Взобравшись на высоту, я доложила комбригу. Ему показалось подозрительным предупреждение Яковенко. Не провокация ли это? Ведь противник мог подслушать, как Луговой говорил с ним. Я опять скатилась вниз.
— Если вы Яковенко, скажите, где учились?
— С тобой вместе, во второй роте в Сталинградском танковом училище, — ответил он своеобразным паролем.
Всякие сомнения отпали.
Снова забралась на голую макушку высоты и снова скатилась на спине по траве к рации, чтобы передать приказ комбрига: «Роте Яковенко подойти к развилке дорог в пятистах метрах впереди нашей высоты и занять там оборону».
Между тем до передовых частей приближающегося противника оставалось не более пяти километров.
Из леса тоненькими цепочками выбираются немцы и растекаются по кукурузе. На них мы уже не обращаем внимания и не ведем огня. Боеприпасы нам пригодятся для более серьезного боя с противником, неумолимо приближающимся сплошной лавиной, закрывая все до самого горизонта.
Внизу, в полукилометре от нас, Яковенко расставлял свои танки. Взобравшись на высоту, я смотрела на них с нежностью, в глубине души завидуя любому из членов их экипажей.

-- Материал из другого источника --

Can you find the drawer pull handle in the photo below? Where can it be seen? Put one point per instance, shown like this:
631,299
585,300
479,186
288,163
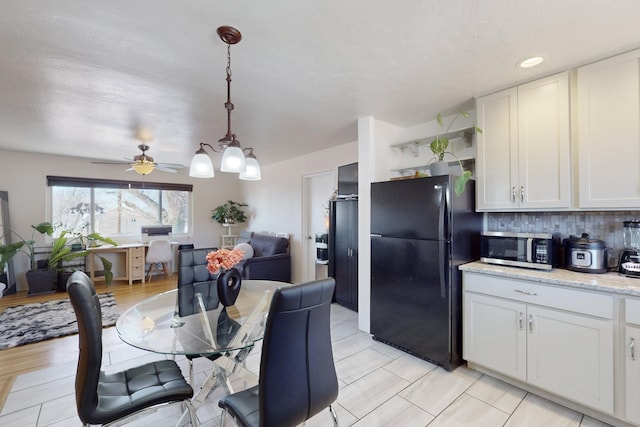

«Счастливец Яковенко! Вот и в училище учились вместе. Он уже командует танковой ротой, а у меня только «виллис», радиостанция да автомат».
Вдруг с каким-то отчаянным криком, в мгновение ока преодолев крутой подъем, в окоп к комбригу свалился его адъютант.
— Не фашисты, товарищ полковник, там наши!
— Где наши? Не кричи, как сумасшедший! Говори толком.
— Там! — Адъютант широким жестом обвел горизонт. — Там наши. Все наши.
Мы вскинули бинокли. Еще недавно медленно двигающаяся масса казалась зловеще серой тучей, сейчас же, освещенная лучами заходящего солнца, она предстала перед нами совсем другой — очень светлой и родной. А медленное ее движение — величественным.
Адъютант, отдышавшись, рассказал:
— Вернулись разведчики. Встретили разведчиков пехоты, той, что на подходе. Что это за пехота, от радости забыли спросить. Самое главное — наша, советская!
— Эх ты, разведчик, не знаешь, с кем разговаривал, — покачал головой комбриг, но по лицу его было видно, что он совсем не сердится: действительно, самое главное — идут наши!
Трудно передать охватившую всех радость, но она оказалась преждевременной.
Заметив движение на холме и не зная, конечно, что там свои, подходившие части открыли сильнейший артиллерийский огонь.
К счастью, артиллеристы обстреливали в основном подножье высоты и не трогали опоясавших ее деревьев, где главным образом и сосредоточились наши люди и машины.